A Magnificent Exhibition: A Didactic and Visual Journey Through a City Worth Exploring
The Press — The location is grandiose, with Italian architecture making a stylish appearance. This palace, the first stop on this exhibition that we hope will travel, is itself strongly marked by Italian influence in its architecture and ornamentation. At the initiative of "Nous tous," an association whose primary goal is to preserve the memory and heritage of minorities in Tunisia, who have all largely contributed to the country's development, a collective of researchers, teachers, and architects have dedicated themselves to this project.
The association had an impressive list of partners: the archives of the memory of Italians in Tunisia, the laboratory of Maghrebian archeology and architecture, the Dante Alighieri cultural center, whose director, Sylvia Finzi, is also the exhibition's curator, as well as the support of the Rosa Luxemburg Foundation.

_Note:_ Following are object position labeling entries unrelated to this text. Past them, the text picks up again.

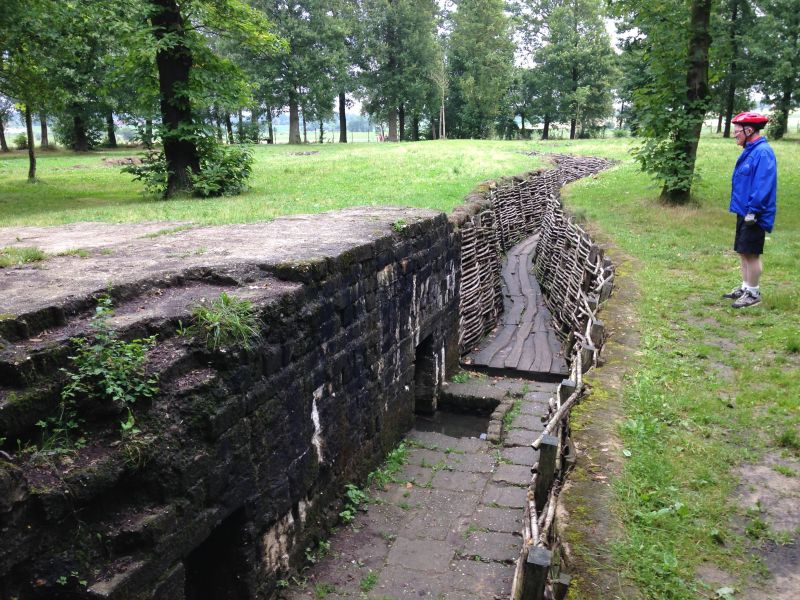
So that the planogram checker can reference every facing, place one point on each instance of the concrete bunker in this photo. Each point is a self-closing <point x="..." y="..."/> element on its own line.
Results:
<point x="247" y="451"/>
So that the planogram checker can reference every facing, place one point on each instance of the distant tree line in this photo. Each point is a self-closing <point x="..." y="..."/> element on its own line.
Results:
<point x="196" y="74"/>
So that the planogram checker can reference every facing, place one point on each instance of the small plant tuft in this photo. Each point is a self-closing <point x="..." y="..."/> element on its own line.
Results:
<point x="108" y="373"/>
<point x="225" y="322"/>
<point x="20" y="255"/>
<point x="368" y="582"/>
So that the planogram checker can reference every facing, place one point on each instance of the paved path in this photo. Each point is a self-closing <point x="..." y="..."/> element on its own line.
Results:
<point x="524" y="344"/>
<point x="449" y="526"/>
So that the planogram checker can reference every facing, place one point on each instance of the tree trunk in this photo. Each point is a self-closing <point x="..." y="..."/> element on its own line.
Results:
<point x="254" y="129"/>
<point x="731" y="96"/>
<point x="31" y="150"/>
<point x="45" y="143"/>
<point x="677" y="190"/>
<point x="784" y="107"/>
<point x="294" y="119"/>
<point x="148" y="133"/>
<point x="218" y="121"/>
<point x="229" y="127"/>
<point x="174" y="62"/>
<point x="81" y="140"/>
<point x="342" y="119"/>
<point x="401" y="112"/>
<point x="112" y="137"/>
<point x="392" y="118"/>
<point x="271" y="138"/>
<point x="3" y="144"/>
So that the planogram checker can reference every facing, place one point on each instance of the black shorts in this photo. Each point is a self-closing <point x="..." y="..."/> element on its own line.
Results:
<point x="749" y="238"/>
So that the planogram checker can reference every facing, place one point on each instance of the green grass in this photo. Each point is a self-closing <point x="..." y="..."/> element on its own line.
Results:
<point x="707" y="390"/>
<point x="425" y="174"/>
<point x="710" y="388"/>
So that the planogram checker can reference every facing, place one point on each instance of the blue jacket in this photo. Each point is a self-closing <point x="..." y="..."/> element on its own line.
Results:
<point x="754" y="186"/>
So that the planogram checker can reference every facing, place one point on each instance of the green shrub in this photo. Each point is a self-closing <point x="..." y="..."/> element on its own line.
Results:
<point x="21" y="141"/>
<point x="225" y="322"/>
<point x="224" y="170"/>
<point x="108" y="376"/>
<point x="64" y="130"/>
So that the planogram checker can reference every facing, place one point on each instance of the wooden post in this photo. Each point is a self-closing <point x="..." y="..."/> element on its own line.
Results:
<point x="547" y="469"/>
<point x="535" y="570"/>
<point x="561" y="586"/>
<point x="596" y="332"/>
<point x="566" y="389"/>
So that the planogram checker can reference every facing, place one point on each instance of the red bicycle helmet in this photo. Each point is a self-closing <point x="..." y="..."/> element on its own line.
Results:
<point x="750" y="118"/>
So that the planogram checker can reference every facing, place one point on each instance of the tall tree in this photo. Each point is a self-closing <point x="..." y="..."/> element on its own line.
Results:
<point x="481" y="60"/>
<point x="179" y="49"/>
<point x="778" y="59"/>
<point x="577" y="61"/>
<point x="672" y="103"/>
<point x="303" y="77"/>
<point x="29" y="50"/>
<point x="6" y="108"/>
<point x="397" y="56"/>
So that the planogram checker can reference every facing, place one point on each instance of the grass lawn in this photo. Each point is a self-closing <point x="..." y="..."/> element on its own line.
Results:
<point x="710" y="389"/>
<point x="285" y="181"/>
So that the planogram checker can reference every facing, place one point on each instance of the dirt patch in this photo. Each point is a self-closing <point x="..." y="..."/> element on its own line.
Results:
<point x="770" y="493"/>
<point x="122" y="161"/>
<point x="586" y="520"/>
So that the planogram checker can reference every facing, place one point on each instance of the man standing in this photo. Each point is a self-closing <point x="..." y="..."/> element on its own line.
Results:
<point x="753" y="198"/>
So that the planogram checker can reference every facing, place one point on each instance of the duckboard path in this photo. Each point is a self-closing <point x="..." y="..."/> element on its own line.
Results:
<point x="524" y="344"/>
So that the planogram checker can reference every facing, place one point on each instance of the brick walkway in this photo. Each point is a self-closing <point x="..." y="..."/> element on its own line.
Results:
<point x="448" y="528"/>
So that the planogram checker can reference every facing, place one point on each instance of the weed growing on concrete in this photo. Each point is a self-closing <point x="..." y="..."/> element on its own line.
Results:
<point x="368" y="581"/>
<point x="80" y="252"/>
<point x="321" y="590"/>
<point x="355" y="500"/>
<point x="789" y="439"/>
<point x="314" y="555"/>
<point x="461" y="377"/>
<point x="394" y="462"/>
<point x="511" y="414"/>
<point x="226" y="322"/>
<point x="106" y="370"/>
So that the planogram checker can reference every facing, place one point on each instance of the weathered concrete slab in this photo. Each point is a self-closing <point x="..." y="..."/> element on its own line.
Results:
<point x="508" y="520"/>
<point x="121" y="255"/>
<point x="513" y="475"/>
<point x="491" y="545"/>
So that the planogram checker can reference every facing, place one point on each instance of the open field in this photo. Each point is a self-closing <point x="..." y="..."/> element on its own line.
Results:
<point x="286" y="179"/>
<point x="711" y="392"/>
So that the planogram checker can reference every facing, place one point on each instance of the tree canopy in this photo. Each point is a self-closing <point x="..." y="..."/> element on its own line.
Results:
<point x="183" y="72"/>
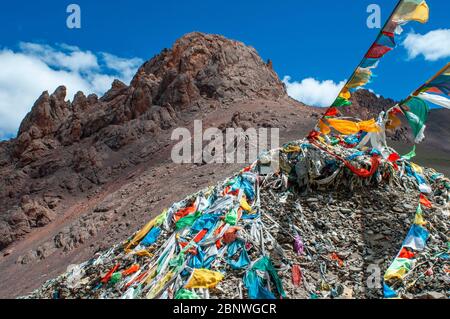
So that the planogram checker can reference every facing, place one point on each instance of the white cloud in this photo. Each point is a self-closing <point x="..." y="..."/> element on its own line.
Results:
<point x="35" y="68"/>
<point x="433" y="46"/>
<point x="313" y="92"/>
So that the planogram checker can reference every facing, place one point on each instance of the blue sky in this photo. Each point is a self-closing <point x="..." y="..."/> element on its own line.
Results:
<point x="321" y="39"/>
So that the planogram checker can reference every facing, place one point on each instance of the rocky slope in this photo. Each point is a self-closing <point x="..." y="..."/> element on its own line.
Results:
<point x="84" y="174"/>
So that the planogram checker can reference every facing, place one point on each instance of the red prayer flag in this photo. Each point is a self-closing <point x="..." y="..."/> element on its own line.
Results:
<point x="425" y="202"/>
<point x="376" y="51"/>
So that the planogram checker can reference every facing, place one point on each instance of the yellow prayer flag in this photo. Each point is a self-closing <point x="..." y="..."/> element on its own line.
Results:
<point x="412" y="10"/>
<point x="204" y="278"/>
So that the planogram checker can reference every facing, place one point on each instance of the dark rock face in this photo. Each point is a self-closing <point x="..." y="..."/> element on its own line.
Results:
<point x="64" y="149"/>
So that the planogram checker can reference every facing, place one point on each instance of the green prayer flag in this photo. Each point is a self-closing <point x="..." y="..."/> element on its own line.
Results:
<point x="341" y="102"/>
<point x="416" y="111"/>
<point x="231" y="217"/>
<point x="410" y="155"/>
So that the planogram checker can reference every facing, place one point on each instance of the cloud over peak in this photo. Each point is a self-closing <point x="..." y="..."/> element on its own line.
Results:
<point x="313" y="92"/>
<point x="433" y="45"/>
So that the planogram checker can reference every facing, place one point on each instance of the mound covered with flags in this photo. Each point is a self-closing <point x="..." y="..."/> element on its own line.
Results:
<point x="339" y="214"/>
<point x="317" y="218"/>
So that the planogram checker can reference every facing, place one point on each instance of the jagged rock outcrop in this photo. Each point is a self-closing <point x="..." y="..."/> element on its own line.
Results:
<point x="67" y="148"/>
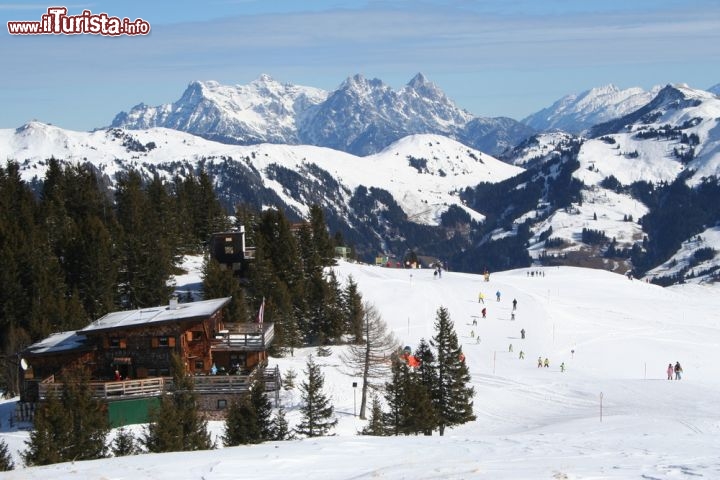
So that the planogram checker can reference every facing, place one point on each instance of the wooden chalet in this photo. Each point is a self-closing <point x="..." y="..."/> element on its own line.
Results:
<point x="129" y="357"/>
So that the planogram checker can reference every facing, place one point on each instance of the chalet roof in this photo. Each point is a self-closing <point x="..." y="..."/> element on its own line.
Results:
<point x="156" y="315"/>
<point x="56" y="343"/>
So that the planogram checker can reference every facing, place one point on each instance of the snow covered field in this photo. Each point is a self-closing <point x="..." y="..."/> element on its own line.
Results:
<point x="611" y="415"/>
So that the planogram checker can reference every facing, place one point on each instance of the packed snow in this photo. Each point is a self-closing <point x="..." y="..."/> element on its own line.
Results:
<point x="612" y="414"/>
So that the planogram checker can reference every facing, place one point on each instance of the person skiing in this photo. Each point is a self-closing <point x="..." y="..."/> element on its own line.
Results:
<point x="678" y="371"/>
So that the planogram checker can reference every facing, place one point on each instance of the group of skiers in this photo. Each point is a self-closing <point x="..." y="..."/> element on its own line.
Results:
<point x="677" y="370"/>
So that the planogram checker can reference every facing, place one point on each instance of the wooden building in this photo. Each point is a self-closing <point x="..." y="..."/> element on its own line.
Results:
<point x="129" y="356"/>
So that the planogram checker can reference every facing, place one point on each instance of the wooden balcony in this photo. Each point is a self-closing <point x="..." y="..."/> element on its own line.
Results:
<point x="152" y="387"/>
<point x="253" y="337"/>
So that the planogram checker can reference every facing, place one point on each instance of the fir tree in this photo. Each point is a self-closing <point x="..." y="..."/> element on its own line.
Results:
<point x="369" y="359"/>
<point x="177" y="424"/>
<point x="289" y="379"/>
<point x="453" y="396"/>
<point x="124" y="443"/>
<point x="6" y="463"/>
<point x="321" y="238"/>
<point x="73" y="426"/>
<point x="263" y="408"/>
<point x="353" y="311"/>
<point x="316" y="410"/>
<point x="279" y="427"/>
<point x="397" y="390"/>
<point x="376" y="422"/>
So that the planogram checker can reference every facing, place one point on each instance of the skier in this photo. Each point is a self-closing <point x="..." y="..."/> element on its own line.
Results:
<point x="678" y="371"/>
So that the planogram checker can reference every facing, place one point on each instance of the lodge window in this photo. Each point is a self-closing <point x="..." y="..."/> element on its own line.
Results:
<point x="163" y="341"/>
<point x="117" y="342"/>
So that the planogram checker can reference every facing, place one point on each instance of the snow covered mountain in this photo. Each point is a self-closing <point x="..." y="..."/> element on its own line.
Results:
<point x="577" y="113"/>
<point x="361" y="116"/>
<point x="378" y="201"/>
<point x="613" y="201"/>
<point x="263" y="111"/>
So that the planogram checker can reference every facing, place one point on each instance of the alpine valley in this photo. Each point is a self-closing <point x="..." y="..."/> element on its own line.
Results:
<point x="614" y="179"/>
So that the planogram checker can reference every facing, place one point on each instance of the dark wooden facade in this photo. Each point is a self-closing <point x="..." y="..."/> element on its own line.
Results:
<point x="139" y="346"/>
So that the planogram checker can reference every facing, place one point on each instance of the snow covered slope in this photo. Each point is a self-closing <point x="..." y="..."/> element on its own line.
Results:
<point x="424" y="173"/>
<point x="612" y="414"/>
<point x="576" y="113"/>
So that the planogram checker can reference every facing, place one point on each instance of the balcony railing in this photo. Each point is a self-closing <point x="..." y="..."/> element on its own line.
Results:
<point x="244" y="336"/>
<point x="157" y="385"/>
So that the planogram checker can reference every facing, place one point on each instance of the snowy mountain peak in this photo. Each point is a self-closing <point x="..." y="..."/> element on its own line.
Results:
<point x="577" y="113"/>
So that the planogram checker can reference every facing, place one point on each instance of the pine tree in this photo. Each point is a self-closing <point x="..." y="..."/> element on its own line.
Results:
<point x="376" y="423"/>
<point x="48" y="440"/>
<point x="289" y="379"/>
<point x="71" y="427"/>
<point x="396" y="397"/>
<point x="6" y="463"/>
<point x="353" y="310"/>
<point x="263" y="408"/>
<point x="369" y="360"/>
<point x="316" y="410"/>
<point x="177" y="425"/>
<point x="279" y="427"/>
<point x="321" y="238"/>
<point x="124" y="443"/>
<point x="453" y="396"/>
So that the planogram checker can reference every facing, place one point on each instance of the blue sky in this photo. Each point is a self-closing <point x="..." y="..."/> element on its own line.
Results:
<point x="493" y="58"/>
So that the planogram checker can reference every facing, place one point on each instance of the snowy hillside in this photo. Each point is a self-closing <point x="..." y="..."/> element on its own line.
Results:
<point x="263" y="111"/>
<point x="612" y="414"/>
<point x="678" y="130"/>
<point x="577" y="113"/>
<point x="424" y="173"/>
<point x="362" y="116"/>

The goal was to find, select, prioritize, and present Italian influences in the architecture of Tunis and its surroundings. A vast and long mission, this presence being detectable since the 16th century. Teams of experienced and passionate researchers visited hundreds of palaces, places of worship, homes, and monuments.
They classified, cross-referenced, compared, and searched for testimonies and archives. The result is a magnificent exhibition, didactic and visually stunning, a living and visual journey through a city that we don't always know how to see, and which deserves to be explored. The exhibition is divided into four parts:
- The Novecento: Italian influence in the European city of the 19th century, marked by Art Nouveau, Art Deco, and Eclecticism
- Mosques and Torbas: Italian influence in religious buildings in the Medina, with Baroque and Rococo styles
- Beylical Palaces: Italian imprint on the palaces
- Rural Italian Habitat: Memory of the villages in the lower valley of the Medjerda
The exhibition-journey features panels with photos of details, ceramics, frontons, and sculptures of selected monuments from among hundreds visited. It presents a corpus of texts by researchers. So many details, research, and iconographies that we would like to see become the subject of a book, catalog, or publication that would preserve their memory. In the meantime, the exhibition will be presented later at the National School of Architecture and Urbanism, and then at El Teatro.